When I was a little boy, before I decided I wanted to try out public high school simply to become a good student, I went to a private school in T.nagar where I made a number of friends
I started at this particular school in kindergarten, and suffered through the painfully unattractive uniforms (of which I tried, unsuccessfully, to jazz up with sparkly and lacy cutoff leggings…), through the 8th class. I had always intended on finishing my schooling there, and I really loved it, but during the summer between 7th and 8th class, a friend convinced me to go to summer camp. Though terrified, I left home for the very first time (for 4 weeks!), and, despite my concern that I’d hate being away from home and cry daily like the homesick fool that I know I have it in me to be…I wound up having the best summer of my life.
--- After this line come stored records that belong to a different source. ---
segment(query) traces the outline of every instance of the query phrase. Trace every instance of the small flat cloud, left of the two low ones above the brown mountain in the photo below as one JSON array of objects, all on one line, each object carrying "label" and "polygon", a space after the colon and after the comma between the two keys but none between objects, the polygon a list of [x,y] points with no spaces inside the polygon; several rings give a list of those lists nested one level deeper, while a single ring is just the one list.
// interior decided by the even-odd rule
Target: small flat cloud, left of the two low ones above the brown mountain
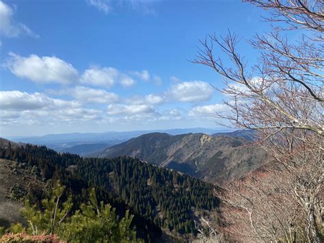
[{"label": "small flat cloud, left of the two low ones above the brown mountain", "polygon": [[107,106],[107,114],[109,115],[134,115],[146,114],[154,112],[150,105],[121,105],[111,104]]}]

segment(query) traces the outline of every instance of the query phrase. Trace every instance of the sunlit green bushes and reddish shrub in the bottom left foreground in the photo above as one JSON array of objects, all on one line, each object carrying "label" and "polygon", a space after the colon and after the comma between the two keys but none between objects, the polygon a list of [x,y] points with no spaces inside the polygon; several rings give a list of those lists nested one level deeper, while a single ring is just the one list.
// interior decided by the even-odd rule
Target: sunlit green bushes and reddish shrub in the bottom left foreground
[{"label": "sunlit green bushes and reddish shrub in the bottom left foreground", "polygon": [[[74,214],[69,197],[62,201],[65,187],[59,183],[53,188],[50,199],[42,200],[42,210],[26,201],[22,213],[27,227],[21,223],[11,225],[10,233],[2,236],[3,242],[24,240],[29,242],[141,242],[131,229],[133,216],[126,212],[124,218],[116,216],[111,205],[98,203],[94,189],[87,203],[82,203]],[[31,236],[33,235],[33,236]]]}]

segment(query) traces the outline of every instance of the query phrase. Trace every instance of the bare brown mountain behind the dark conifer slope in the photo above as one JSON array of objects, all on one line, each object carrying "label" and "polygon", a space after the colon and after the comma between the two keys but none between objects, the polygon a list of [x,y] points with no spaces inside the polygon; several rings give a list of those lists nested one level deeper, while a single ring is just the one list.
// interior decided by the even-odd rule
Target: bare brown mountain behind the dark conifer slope
[{"label": "bare brown mountain behind the dark conifer slope", "polygon": [[265,153],[244,138],[204,133],[148,133],[95,155],[137,157],[208,181],[241,177],[265,163]]}]

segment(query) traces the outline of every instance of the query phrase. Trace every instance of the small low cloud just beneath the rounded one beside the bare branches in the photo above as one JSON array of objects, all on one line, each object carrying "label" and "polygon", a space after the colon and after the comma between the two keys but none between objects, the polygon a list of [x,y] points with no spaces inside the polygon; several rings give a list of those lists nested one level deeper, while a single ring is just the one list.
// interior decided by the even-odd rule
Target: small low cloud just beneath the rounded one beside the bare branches
[{"label": "small low cloud just beneath the rounded one beside the bare branches", "polygon": [[228,112],[229,108],[225,104],[213,104],[213,105],[202,105],[193,107],[189,110],[189,116],[197,116],[197,117],[209,117],[215,118],[215,116],[224,112]]}]

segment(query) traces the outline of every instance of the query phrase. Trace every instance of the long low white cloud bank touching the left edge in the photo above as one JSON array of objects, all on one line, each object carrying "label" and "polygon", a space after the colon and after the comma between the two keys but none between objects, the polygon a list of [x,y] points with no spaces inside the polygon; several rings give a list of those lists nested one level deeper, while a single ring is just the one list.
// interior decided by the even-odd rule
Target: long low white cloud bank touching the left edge
[{"label": "long low white cloud bank touching the left edge", "polygon": [[101,118],[102,111],[86,109],[77,101],[53,99],[34,92],[18,90],[0,92],[1,125],[48,124],[49,121],[87,121]]}]

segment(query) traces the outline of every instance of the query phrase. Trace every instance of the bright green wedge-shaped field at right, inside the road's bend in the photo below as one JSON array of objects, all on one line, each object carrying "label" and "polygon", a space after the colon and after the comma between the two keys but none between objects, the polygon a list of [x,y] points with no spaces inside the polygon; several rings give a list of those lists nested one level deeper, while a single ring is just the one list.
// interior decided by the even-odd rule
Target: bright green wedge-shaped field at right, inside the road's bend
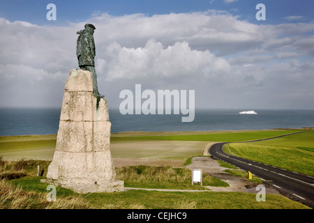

Though I’d been wildly unaware, the desire must have been growing inside of me for quite some time because that was all it took to motivate me to switch schools. It made me crave something bigger. A wider variety of classes, new friends, big school dances, and of course, cheerleading in metro culturals. I had to the make the switch—I knew it was then, or never. And so, with just a few weeks of summer left before the start of the school year, my mom pulled me out of that school and enrolled in chittoor. The same high school my cousin attended many, many, many years prior (they’ll love me for that one!).
I was paralyzed with fear, and after my first day I was positive I’d made the wrong choice. After all, the friends I’d made at this school in chittoor(VDEM) were like scared-skin to me—I’d known them practically from then. And now…now I was the outsider with the funny clothes – What did they expect? I’d spent a lifetime wearing plaid jumpers and Monogrammed shirts!
I digress. A few months later, high school began to go just fine.It was all a great experience to say the least. But the one thing I missed dearly from my old school days were my family-like friends. It was hard to stay in touch. We were young, and our lives revolved around school, and the people in our immediate proximity. We didn’t drive yet, and our houses were all so far apart. I missed my best friend, desperately, but life just seemed to spiral on, and soon we lost toucjh in talking altogether. Not because of a fight, or anything bad. Our lives just went in different directions.
But last night, after 7-8 years, Harish and I got together for dinner . And we had the BEST time. We’d been trying to coordinate our schedules to get together since I moved , and we were having a hard time making it happen. Then, SUPER coincidentally, last time I ran into him and his mom in his apartment complex! There are cute shops and restaurants in his area, and we all happened to be walking around at the same time. None of us could believe it, and we decided it was fate giving us a good kick .
We sat for 4 hours catching up, laughing, eating good food, and becoming part of each other’s lives all over again. It was incredible—truly heartwarming—to know that a friend who made such an impact on my childhood, someone who I adored so much and spent so much concentrated time with, has turned into an amazing man who I still enjoy just as much. We picked up right where we left off (minus the braces and bad ----), and delved back into each other’s worlds with vigor and heart. There’s something so refreshing and real about spending time with friends who knew you back when, before you lost sight of your true self and starting trying to “grow up” and continuously transform yourself.
When we were finally ready to leave the restaurant, we walked out together and saw we’d parked in the exact same lot, right next to one another. Another crazy coincidence letting us know, once again, that despite the years passed and our different schooling and adult-life adventures, our friendship was, and still is, meant to be.